Entre idées hippies et communistes, couleurs flashies et musiques anglaise du siècle dernier, ce documentaire nous présente une communauté retro, adepte des bolcheviks et de Mao. Le film propose, grâce à son montage faisant se succéder des situations bizarres, des discussions et même des rares instants où le personnage principal se retrouve seul et explique sa vision du monde et de son propre avenir, une immersion totale dans ce cagibi particulier. Les spectateurs peuvent ainsi explorer un art de vivre innovant.
Un film critique à l’égard de notre système actuel qui donne envie d’aller rejoindre la « République » ! Profond et plein de personnes désirantes de s’émanciper d’une société où rien ne va plus ; tel est ce documentaire touchant, entre discussions et disputes sur fond de vieilles musiques hippies. Explorez cet univers entièrement créé par un jeune homme plein d’espoir face aux imposants défis que sa génération doit relever et pénétrez dans un espace sacré et empli d’une atmosphère quasi-mystique.
Critique de Margot Chatelan à propos du film The Tenants, de Yoon Eunkyoung
The Tenants est un film de Yoon Eukyoung réalisé en 2023 en Corée du Sud. Ce métrage particulier d’une heure et vingt-huit minutes, mélange plusieurs genres cinématographiques : horreur, suspense, comédie, drame, science-fiction.

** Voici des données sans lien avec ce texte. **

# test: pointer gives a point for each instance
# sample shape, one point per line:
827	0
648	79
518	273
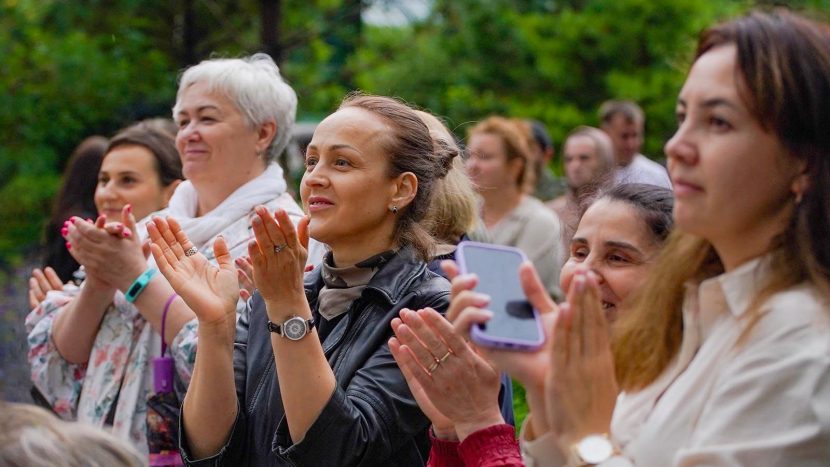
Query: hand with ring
209	291
278	256
454	386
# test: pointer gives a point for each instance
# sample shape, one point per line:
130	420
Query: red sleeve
443	453
493	446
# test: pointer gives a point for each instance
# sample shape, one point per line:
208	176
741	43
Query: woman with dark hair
723	360
75	198
306	377
618	239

Le film raconte l’histoire d’un jeune travailleur qui, pour éviter d’être expulsé de son appartement par son propriétaire, sous-loue sa salle de bain à un couple. Mais ces nouveaux locataires se révèlent bien étranges et la relation avec ces derniers n’est pas toujours simple ! Tout cela se passe dans un monde futuriste où l’air, devenu irrespirable, cause de nombreuses maladies. Un jour, le jeune homme a l’occasion d’être muté et décide de la saisir, autant pour sa santé que pour fuir ses locataires mais tout ne se passe pas comme prévu.
Ce film est sans aucun doute une critique de la société et des dérives du capitalisme et ses contradictions. Ceci est tout d’abord exprimé par le contraste entre l’image en noir et blanc (qui nous rappelle un ancien cinéma) et le monde futuriste qui présente le film. De plus, la condition délicate dans laquelle se trouve le protagoniste, expulsé de son appartement et le sous-louant de ses locateurs, est également contradictoire. Enfin, la fin ouverte de ce film, qui mêle comédie et horreur, laisse libre cours à l’imagination du spectateur.
Un film puissant, autant par son suspens que par ses accusations contre notre société ! Un film d’un genre nouveau, critique envers notre société actuelle et avec d’innombrables symboles faisant tout de même sursauter plus d’une fois, voilà le film que nous propose Yoon Eukyoung.